Queria fazer uma oração para as vítimas do massacre no presidio de Altamira, mas não sei bem como começar.
Como orar por quem estava preso?
Se estava preso é porque cometeu um delito e merece estar na cadeia, dizem as autoridades, o estado democrático de direito, a sociedade hipócrita.
Mesmo assim eu quero fazer uma oração para os decapitados e todos que morreram naquela prisão sob supervisão do Estado.
Ja vi tantos de nós chorarem a morte de seus filhos, irmãos, primos em Altamira. Dona Maria, Seu Zé, Seu Raimundo, a Daniela, a Josefa…
Aquele rapaz que foi brutalmente assassinado no presidio de Altamira já tinha sido um ribeirinho, um agricultor; era pescador; era um extrativista do Iriri, do Xingu, ou era do Riozinho do Anfrísio.
Não era sem rosto, era negro, indígena, morava na ilha que foi inundada por Belo Monte, vivia na aldeia antes de Belo Monte, vivia da pesca do Xingu antes da Barragem, plantava cacau antes de Belo Monte, fazia farinha, vendia nas praias do Xingu hoje submersas, ia para a igreja aos domingos, jogava futebol e gostava muito de nadar naquele riozão.
Essa era sua identidade…
O rio era sua morada antes de Belo Monte.

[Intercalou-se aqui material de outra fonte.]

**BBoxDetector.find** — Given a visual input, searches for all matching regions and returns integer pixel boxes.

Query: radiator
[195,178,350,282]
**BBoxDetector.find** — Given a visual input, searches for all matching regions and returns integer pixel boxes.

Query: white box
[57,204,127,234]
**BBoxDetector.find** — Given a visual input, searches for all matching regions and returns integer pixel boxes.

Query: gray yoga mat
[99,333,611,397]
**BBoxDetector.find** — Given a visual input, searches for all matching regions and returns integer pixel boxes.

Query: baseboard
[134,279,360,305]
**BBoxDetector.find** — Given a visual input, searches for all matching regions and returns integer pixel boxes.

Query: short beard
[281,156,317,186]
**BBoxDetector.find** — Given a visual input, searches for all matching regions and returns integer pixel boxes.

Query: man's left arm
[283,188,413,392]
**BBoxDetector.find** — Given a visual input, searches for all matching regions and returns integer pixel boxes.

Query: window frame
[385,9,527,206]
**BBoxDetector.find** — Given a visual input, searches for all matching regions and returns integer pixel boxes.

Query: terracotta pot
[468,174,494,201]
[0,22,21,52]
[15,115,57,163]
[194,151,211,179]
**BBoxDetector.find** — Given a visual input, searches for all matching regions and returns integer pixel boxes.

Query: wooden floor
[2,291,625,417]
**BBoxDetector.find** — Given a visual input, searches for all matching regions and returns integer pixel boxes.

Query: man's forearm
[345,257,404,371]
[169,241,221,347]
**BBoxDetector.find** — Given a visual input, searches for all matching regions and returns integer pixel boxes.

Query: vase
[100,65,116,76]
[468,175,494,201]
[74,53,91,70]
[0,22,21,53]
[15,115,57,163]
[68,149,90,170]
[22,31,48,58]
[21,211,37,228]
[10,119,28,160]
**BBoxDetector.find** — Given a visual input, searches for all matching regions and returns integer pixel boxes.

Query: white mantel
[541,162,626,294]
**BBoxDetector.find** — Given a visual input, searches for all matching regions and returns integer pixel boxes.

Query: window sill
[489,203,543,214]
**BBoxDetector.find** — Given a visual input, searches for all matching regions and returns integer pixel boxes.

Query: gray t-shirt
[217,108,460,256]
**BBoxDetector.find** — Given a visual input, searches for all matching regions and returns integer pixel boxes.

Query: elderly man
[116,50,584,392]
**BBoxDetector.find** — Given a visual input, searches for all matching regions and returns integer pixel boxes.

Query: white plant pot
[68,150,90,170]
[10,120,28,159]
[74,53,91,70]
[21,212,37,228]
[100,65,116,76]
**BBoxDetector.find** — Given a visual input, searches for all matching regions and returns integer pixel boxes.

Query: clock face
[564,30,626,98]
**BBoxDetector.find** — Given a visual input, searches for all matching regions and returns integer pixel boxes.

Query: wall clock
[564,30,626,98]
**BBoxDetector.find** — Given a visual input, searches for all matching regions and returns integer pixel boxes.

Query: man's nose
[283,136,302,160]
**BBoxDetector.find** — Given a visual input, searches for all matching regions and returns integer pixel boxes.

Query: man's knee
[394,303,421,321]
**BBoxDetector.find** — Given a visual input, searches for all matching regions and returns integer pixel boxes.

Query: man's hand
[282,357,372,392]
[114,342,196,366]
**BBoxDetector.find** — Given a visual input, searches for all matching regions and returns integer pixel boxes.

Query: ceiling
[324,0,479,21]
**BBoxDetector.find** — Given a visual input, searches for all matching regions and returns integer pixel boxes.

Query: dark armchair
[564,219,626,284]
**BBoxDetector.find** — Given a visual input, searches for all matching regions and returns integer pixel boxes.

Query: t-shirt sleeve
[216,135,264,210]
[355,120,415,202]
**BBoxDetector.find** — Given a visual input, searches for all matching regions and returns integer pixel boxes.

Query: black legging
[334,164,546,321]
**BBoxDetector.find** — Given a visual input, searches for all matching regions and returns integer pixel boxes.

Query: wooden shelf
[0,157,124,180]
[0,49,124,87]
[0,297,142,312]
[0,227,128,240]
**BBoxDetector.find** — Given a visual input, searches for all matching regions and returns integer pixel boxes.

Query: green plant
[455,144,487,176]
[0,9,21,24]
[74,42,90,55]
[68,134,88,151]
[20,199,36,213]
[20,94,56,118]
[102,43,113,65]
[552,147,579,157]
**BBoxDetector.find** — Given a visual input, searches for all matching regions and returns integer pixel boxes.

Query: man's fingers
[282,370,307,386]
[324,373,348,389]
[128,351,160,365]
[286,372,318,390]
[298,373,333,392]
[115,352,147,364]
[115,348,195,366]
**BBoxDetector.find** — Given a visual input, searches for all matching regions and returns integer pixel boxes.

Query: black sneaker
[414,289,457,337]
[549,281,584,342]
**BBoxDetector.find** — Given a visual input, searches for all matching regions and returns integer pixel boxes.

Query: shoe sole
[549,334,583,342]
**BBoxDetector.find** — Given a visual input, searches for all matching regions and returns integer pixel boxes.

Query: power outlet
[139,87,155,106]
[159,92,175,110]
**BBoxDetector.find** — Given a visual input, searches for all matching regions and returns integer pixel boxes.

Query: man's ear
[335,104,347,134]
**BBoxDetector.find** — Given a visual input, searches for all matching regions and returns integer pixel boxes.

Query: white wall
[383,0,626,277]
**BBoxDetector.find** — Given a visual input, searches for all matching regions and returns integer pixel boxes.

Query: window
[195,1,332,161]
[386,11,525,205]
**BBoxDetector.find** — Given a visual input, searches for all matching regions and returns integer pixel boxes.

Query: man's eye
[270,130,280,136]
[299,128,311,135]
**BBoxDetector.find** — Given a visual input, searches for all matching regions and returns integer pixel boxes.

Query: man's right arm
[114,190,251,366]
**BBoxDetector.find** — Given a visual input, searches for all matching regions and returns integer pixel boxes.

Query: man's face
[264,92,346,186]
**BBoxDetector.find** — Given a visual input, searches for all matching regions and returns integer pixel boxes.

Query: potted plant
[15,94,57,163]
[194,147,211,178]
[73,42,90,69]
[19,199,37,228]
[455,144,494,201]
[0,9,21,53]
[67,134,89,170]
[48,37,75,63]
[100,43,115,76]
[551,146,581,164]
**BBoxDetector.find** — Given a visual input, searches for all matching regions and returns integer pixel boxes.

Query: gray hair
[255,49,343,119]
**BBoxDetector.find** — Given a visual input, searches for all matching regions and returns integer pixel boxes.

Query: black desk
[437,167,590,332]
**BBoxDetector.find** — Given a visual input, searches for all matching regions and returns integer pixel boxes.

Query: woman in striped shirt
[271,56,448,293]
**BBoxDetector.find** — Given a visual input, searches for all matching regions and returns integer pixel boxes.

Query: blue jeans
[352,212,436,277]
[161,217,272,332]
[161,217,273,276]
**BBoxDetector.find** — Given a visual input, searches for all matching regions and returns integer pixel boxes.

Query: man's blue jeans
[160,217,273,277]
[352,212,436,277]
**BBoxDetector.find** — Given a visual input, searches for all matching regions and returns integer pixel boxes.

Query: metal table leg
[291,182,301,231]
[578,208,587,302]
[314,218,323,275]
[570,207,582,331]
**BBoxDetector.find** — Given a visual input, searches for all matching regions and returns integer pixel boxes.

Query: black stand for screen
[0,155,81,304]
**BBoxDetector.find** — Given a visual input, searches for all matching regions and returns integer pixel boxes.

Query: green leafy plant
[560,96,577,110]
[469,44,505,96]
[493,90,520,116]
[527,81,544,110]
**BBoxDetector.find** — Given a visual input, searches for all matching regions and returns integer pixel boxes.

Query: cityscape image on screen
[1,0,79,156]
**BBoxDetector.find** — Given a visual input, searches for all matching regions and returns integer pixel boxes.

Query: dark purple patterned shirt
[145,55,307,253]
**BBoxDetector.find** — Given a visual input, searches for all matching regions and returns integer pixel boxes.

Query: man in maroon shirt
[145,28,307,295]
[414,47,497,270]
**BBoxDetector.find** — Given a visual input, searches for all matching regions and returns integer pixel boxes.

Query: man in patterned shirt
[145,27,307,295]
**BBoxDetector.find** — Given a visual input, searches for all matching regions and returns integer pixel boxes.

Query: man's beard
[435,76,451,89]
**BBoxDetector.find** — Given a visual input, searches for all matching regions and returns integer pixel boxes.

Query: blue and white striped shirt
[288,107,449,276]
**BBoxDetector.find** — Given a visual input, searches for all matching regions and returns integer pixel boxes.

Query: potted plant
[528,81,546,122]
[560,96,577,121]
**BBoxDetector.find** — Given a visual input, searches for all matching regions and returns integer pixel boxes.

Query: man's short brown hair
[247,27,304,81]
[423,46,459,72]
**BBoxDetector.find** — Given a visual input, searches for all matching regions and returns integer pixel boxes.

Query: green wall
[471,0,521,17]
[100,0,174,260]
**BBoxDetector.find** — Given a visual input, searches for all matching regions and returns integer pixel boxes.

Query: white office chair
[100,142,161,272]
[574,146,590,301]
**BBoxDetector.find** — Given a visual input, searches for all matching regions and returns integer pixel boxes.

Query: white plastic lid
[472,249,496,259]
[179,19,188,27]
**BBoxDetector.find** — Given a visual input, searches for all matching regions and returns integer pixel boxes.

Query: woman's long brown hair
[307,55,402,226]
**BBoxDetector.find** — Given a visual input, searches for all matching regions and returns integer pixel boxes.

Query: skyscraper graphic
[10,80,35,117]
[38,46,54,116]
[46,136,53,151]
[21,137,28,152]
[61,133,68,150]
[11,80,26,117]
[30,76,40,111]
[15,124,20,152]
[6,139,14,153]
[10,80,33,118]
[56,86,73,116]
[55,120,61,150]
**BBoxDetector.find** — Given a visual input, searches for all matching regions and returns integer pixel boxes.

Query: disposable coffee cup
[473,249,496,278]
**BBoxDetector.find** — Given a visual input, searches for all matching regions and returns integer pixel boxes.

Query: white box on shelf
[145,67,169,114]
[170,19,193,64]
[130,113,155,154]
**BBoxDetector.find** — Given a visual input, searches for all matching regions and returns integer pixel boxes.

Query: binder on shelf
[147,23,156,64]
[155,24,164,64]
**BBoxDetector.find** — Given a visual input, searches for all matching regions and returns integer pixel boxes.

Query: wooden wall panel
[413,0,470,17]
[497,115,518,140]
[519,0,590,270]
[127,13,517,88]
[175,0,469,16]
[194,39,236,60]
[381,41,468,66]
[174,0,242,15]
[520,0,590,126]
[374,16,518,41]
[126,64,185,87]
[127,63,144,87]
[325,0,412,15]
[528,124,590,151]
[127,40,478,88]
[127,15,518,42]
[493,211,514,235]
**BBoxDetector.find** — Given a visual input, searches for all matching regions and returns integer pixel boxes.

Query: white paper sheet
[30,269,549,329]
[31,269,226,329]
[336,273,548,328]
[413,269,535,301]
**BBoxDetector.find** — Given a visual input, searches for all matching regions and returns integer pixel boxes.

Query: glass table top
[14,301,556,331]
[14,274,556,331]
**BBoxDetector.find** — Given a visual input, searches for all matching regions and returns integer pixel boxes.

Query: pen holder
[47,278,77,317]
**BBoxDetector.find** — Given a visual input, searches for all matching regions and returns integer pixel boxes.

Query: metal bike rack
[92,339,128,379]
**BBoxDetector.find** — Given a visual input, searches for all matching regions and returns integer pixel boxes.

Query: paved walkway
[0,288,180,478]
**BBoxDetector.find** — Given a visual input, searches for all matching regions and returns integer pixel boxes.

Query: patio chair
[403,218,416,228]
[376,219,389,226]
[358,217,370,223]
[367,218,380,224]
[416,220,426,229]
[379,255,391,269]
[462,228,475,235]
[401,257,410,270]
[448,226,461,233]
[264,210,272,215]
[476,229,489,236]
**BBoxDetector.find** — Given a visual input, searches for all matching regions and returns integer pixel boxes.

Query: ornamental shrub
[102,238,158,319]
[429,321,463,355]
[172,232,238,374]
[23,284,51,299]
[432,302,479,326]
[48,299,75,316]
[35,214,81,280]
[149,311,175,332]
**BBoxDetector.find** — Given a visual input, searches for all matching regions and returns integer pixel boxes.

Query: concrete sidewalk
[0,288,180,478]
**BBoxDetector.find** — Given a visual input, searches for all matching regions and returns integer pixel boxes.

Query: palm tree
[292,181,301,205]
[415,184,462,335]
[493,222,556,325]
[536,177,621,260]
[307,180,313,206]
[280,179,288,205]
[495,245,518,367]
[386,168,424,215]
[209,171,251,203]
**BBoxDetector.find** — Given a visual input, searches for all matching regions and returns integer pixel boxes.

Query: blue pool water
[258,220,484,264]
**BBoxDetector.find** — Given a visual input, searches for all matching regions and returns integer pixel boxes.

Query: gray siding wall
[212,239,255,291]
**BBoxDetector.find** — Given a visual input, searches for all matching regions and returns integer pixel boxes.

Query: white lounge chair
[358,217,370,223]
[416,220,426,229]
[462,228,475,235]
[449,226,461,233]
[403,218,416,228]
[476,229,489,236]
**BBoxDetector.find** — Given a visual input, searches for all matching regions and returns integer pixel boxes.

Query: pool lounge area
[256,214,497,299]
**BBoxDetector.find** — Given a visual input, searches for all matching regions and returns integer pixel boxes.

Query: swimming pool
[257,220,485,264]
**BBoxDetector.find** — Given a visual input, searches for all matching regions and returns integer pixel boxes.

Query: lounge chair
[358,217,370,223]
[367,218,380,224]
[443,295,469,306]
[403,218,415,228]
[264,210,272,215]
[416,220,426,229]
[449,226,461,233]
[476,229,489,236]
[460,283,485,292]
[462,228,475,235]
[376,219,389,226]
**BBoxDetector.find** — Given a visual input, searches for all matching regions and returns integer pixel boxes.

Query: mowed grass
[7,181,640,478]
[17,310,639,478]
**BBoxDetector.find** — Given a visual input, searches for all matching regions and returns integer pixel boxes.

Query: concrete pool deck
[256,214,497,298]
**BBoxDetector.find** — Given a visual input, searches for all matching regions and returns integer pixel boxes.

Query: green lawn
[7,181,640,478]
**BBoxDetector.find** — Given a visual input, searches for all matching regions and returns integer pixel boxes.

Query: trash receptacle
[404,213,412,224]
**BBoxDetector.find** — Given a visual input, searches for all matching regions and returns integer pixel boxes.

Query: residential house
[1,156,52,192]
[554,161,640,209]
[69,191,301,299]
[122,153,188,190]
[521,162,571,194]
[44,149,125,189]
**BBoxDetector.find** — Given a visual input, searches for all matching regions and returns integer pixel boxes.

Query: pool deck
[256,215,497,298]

Então para esse moço eu posso fazer uma oração, e não serei mal interpretada
Mas não é para ele somente a minha oração, é para todos os que foram decapitados no presidio de Altamira. Esses que foram aquele moço outrora, mesmo que tenham vindos de outras partes do meu país, e que deixaram de ser porque alguém arrancou as suas raízes, porque Belo Monte os perdeu no mundo, e o mundo os engoliu, e eles deixaram de ser.
A minha oração, queria que mostrasse toda a profundidade da minha dor. Mas queria também que ajudasse a curar essa dor, a minha, a das famílias, a de Altamira, do Xingu, de todos nós que precisamos de cura. Minha oração, queria que inspirasse força, coragem, dignidade, empatia, acolhimento. Minha oração, queria que trouxesse alento aos que se foram e aos que ficaram. Sobretudo, queria que minha oração fluísse para o universo e ecoasse pelo infinito, e que envolvesse todo o mal, que dissipasse o mal, que abrisse um novo caminho para a luz.